The Outcast and the Rite by Helen Simpson

The Outcast and the Rite by Helen Simpson

Author:Helen Simpson
Language: eng
Format: epub
ISBN: 9781912766611
Publisher: Handheld Press
Published: 2021-10-29T09:24:02+00:00


8 A Curious Story

‘Yes,’ said the poet slowly, ‘that’s a very curious story.’

‘Curious?’ the author repeated, ‘Is that all? It’s damnable. Why should it happen to me? I don’t understand it. It’s not as if I were one of these imaginative fellers. I don’t drink, either.’

He pushed his glass away as though repudiating it; then, staring out of the window, fine brows drawn down and eyes fixed, he took it again and slowly, unconsciously, tilted it to his mouth. The whole gesture was magnificent; so might Tristan have looked out over the rim of the treacherous cup. This occurred to the poet, and amused him, but he knew the actor too well to smile. Instead he asked, ‘What’s to be done?’

‘How should I know? I don’t understand these things. Why to me? When I say I’m not imaginative, I don’t mean to say

I’ve no imagination. A man can’t play my parts without it.’
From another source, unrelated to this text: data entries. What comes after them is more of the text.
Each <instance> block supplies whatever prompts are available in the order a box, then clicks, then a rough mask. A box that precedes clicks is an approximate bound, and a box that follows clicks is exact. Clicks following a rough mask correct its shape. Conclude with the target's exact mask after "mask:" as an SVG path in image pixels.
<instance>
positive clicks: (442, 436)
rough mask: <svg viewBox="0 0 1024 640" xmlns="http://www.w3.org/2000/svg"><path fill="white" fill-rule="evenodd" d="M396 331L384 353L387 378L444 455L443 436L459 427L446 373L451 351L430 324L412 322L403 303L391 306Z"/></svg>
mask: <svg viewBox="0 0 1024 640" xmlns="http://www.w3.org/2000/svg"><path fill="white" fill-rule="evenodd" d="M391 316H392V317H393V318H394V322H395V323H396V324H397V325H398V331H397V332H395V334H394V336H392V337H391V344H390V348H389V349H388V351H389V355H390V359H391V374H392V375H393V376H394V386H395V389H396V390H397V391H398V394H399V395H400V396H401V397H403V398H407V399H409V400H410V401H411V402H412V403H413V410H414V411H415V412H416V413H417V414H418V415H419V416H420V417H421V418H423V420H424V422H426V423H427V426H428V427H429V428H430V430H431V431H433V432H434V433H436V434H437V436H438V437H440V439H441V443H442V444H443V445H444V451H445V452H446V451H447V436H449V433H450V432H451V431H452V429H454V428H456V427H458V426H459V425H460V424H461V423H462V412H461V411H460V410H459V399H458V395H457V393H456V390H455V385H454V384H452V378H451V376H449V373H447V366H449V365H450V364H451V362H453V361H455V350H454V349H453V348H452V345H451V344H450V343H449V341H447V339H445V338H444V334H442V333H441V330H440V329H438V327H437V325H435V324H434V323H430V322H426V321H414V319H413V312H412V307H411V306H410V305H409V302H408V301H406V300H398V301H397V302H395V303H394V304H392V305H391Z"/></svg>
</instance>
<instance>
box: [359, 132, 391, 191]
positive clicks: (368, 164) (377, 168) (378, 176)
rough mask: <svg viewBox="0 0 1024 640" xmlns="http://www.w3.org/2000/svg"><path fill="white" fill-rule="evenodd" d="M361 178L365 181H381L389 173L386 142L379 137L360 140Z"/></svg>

‘I know,’ murmured the poet.

‘What I mean, though,’ the actor went on, searching painfully, after the manner of a man unaccustomed to finding his own words, ‘what I mean is, I can imagine people; how they talk and move and look; give me the lines, and I’ll tell you how such and such a man would say them. I don’t understand how people feel, but I know how they show it. That’s imagination, isn’t it? Of a sort.’ He spoke almost wistfully, and the poet nodded. ‘I’m always watching, and remembering little things; tricks of the hands or the intonation of words. Then I make something out of all the things I’ve observed. That sounds like patchwork, but it hangs together, doesn’t it?’ Again the note of wistfulness, and again the poet nodded. ‘But, of course, I’m practical. And I’ve got to keep my eyes open. Now-a-days a man who doesn’t keep his eyes open in London—in a London theatre—is damned. Perpetually damned; and deserves it.’

‘Yes, I understand all that,’ said the poet, ‘but come back to the problem.’

‘That is the problem. Haven’t you been listening? Here am I, a man of—talent, shall we say?’

‘By all means.’

‘Anyhow, a man of some ability in his profession. A practical man, too, as I said before; business man as well as artist. I’m healthy. I don’t drink. I don’t overdo myself in any way. I’ve a useful imagination—not your wandering kind. I apply it only to my work. It doesn’t worry me. And yet in spite of all this I see things which are invisible to other people. That’s the problem, isn’t it?’

‘I don’t see how I can help,’ the poet said, slowly.

‘Well, you’re used to these things. Look at that stuff of yours, full of fantastic happenings. You might be able to interpret.’

‘Do you mean you want me to come and try to get into communication with her?’ the poet asked, flattered by the reference to his work from a man who boasted that he read one book a year.

‘That’s it. Come and see for yourself. You’re the sort of man—you might have more in common.